MELANIE MILBURNE – Top-Notch Men!: In Her Boss's Special Care (страница 7)
‘So you’ve got a degree in quackery as well as medicine, have you? What a busy little bee you have been over the last few years.’
Allegra got to her feet in one stiff movement, her expression tight with anger. ‘You know something, Dr Addison? It’s just as well you weren’t recruited for a popularity contest because if it was up to me, you wouldn’t have got past the first round of selection criteria.’
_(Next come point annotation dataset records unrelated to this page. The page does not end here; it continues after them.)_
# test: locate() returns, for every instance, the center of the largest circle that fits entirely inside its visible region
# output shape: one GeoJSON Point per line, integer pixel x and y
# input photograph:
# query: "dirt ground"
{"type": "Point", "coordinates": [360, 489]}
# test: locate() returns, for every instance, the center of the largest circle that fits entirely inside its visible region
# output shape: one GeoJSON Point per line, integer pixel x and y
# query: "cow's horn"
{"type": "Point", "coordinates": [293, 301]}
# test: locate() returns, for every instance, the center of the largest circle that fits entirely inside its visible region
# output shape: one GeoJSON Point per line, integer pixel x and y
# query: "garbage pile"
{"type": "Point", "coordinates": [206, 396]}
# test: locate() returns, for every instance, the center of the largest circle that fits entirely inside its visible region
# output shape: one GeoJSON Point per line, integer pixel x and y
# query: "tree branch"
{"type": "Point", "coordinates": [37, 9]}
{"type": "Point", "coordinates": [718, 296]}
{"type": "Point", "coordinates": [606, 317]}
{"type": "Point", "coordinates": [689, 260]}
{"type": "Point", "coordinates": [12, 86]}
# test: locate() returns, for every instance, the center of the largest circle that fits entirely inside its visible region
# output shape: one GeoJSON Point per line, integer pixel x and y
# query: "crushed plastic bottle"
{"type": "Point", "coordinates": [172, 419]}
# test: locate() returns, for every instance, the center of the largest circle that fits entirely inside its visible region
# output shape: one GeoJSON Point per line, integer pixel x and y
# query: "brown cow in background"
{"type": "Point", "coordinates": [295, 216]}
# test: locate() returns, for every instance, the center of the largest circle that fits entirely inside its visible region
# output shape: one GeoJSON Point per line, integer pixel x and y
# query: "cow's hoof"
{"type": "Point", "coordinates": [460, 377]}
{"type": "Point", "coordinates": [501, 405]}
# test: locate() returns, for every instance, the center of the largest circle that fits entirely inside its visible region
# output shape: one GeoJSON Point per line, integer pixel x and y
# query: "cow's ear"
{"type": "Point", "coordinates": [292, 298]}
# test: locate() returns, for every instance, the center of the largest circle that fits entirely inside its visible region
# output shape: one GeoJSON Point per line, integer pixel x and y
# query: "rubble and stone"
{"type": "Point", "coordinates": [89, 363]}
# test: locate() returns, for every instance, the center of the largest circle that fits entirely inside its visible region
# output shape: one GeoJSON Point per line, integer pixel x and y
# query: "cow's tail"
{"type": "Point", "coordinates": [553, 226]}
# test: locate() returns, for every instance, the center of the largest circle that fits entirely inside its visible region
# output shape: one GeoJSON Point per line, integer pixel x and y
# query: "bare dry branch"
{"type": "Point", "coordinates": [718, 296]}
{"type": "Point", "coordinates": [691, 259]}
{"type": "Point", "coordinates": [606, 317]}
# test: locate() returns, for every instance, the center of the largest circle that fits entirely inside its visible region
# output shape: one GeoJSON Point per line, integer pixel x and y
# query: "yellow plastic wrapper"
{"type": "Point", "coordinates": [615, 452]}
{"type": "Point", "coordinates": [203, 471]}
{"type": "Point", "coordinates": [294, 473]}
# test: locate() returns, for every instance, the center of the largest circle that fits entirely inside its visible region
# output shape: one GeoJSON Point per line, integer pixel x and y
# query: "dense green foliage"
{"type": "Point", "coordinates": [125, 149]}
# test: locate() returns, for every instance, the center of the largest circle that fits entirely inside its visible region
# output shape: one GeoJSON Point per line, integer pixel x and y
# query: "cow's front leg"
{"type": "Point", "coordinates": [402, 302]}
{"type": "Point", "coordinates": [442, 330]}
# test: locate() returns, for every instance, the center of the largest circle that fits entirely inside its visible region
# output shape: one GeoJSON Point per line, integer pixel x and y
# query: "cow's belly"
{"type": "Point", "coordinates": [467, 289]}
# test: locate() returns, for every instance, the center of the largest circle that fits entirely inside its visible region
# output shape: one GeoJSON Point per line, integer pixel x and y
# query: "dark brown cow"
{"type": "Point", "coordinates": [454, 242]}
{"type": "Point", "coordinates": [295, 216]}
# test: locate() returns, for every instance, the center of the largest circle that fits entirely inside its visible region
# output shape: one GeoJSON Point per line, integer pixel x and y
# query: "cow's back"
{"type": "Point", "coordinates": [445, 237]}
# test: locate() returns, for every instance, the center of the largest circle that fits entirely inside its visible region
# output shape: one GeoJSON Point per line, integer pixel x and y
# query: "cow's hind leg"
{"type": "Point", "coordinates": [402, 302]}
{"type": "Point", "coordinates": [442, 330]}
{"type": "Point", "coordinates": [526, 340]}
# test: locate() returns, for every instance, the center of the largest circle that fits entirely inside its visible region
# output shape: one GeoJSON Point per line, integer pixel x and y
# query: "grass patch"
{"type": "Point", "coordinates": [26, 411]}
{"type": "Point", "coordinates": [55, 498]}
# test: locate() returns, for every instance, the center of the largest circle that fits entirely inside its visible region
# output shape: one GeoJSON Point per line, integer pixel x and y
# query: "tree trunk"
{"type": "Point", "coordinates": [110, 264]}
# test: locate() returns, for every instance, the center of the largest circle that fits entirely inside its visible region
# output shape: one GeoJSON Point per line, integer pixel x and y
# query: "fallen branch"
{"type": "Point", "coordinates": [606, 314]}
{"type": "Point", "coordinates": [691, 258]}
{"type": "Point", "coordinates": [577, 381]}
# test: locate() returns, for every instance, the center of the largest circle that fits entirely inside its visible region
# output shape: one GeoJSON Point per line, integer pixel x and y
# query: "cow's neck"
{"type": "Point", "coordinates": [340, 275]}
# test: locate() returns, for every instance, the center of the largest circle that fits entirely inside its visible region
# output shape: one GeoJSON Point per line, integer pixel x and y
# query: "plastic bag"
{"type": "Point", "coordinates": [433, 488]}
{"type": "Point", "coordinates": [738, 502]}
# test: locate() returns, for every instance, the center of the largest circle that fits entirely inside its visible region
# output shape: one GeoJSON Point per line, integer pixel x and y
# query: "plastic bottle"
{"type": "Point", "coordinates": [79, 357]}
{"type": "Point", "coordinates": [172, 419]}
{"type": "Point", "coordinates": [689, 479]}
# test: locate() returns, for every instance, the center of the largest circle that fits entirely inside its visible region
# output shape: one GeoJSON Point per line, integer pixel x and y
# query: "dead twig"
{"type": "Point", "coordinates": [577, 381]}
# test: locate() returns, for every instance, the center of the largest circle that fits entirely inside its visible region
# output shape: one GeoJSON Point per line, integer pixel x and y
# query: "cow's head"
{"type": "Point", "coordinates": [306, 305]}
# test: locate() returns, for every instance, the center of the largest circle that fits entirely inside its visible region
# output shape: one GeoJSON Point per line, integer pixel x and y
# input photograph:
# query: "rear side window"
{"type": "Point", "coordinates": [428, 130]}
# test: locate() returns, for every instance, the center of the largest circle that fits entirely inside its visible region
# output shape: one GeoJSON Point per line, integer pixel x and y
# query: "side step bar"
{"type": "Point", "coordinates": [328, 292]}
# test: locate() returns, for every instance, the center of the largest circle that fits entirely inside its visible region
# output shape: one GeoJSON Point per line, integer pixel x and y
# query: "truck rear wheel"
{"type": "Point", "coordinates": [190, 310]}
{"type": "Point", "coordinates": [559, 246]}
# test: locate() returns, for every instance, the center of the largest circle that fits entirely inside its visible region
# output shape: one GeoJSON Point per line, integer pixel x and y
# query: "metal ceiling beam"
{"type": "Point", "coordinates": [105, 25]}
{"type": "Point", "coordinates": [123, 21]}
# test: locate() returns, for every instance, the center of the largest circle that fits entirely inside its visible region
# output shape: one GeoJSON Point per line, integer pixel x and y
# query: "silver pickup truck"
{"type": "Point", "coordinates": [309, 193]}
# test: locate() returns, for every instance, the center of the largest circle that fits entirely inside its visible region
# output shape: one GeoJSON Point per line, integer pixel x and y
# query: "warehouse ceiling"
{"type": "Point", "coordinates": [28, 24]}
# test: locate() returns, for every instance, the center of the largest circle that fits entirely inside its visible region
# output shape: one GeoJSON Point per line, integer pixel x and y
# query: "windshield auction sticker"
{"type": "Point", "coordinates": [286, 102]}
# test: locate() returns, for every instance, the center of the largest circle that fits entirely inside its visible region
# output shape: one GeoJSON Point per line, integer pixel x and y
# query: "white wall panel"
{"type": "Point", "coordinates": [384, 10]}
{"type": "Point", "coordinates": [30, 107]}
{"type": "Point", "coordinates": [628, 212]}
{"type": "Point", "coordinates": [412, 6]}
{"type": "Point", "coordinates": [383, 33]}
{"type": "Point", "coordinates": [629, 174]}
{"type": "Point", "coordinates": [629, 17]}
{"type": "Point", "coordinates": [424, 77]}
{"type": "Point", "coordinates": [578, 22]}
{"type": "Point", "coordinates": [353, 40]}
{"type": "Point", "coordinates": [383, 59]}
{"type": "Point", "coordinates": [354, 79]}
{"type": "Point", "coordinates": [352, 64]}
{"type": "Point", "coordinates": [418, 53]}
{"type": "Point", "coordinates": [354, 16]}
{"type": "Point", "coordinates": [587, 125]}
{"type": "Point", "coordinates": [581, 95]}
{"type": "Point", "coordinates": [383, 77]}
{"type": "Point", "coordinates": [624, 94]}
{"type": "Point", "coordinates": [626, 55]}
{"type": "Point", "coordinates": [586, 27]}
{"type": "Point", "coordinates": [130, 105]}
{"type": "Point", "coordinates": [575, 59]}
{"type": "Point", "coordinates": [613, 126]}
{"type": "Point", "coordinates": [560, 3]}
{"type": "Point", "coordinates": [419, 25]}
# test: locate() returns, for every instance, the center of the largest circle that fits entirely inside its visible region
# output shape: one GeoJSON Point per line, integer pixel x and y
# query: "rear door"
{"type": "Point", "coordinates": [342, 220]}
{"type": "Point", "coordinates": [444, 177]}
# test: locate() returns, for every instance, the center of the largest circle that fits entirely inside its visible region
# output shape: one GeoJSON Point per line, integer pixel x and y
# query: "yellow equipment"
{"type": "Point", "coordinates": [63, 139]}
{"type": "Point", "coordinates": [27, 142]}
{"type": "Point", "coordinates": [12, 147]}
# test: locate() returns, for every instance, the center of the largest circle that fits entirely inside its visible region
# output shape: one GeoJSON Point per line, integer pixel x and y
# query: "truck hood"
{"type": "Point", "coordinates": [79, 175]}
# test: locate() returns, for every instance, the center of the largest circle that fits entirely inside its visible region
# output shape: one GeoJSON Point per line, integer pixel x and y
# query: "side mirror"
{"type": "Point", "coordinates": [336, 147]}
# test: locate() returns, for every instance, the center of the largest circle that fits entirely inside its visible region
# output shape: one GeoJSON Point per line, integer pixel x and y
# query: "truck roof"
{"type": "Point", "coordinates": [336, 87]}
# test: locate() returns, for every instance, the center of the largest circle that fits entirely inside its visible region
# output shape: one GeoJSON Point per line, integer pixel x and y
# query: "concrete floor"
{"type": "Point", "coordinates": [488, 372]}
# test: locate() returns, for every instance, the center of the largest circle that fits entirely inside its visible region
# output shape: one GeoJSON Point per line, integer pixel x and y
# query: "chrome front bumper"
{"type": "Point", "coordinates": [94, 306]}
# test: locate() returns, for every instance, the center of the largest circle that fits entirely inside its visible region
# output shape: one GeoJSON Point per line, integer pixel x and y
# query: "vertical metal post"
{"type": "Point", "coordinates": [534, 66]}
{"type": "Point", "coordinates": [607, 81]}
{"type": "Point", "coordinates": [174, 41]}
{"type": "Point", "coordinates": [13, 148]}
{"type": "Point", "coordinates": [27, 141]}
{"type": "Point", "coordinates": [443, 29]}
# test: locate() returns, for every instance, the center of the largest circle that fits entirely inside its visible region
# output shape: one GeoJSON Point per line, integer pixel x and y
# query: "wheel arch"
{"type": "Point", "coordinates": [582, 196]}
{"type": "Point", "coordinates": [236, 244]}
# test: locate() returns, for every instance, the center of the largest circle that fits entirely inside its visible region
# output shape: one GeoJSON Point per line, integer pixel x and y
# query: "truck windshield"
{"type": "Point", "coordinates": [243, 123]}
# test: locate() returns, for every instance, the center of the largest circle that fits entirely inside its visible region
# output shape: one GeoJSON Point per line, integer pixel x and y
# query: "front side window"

‘And what criteria would they be, I wonder?’ he asked, with a little curl of his lip. ‘Perhaps my aura isn’t giving off the right vibes or maybe my office doesn’t have the right Feng Shui. Perhaps you should make an appointment with me to rearrange it for me.’
She pressed her hands on the table and leaned across so the other people close by couldn’t hear, her green eyes flashing with anger. ‘The only things I’d like to rearrange are your attitude and personality, and if there wasn’t a law against it, I’d like to apply some touch therapy to your face as well—in the form of a very hard slap.’
His dark eyes glittered as they held hers. ‘Go right ahead, sweetheart, and see how quickly you get fired from the department.’
‘You can’t fire me,’ she spat back defiantly. ‘Patrick Naylor does the hiring and firing.’
He got to his feet, his sudden increase in height making her shrink back in intimidation. ‘I can assure you, Dr Tallis, that it would take just one word from me and the CEO will tear up your contract and your project into a thousand pieces,’ he said, and with one last glowering look brushed past her and left.
CHAPTER FOUR
‘SO HOW was your little drink last night with the director?’ Louise asked in the female staff change room the next morning.
Allegra scowled as she thrust her handbag into her locker and turned the key with a savage twist of her hand. ‘I’m going to kill Kellie Wilton and Margaret Hoffman.’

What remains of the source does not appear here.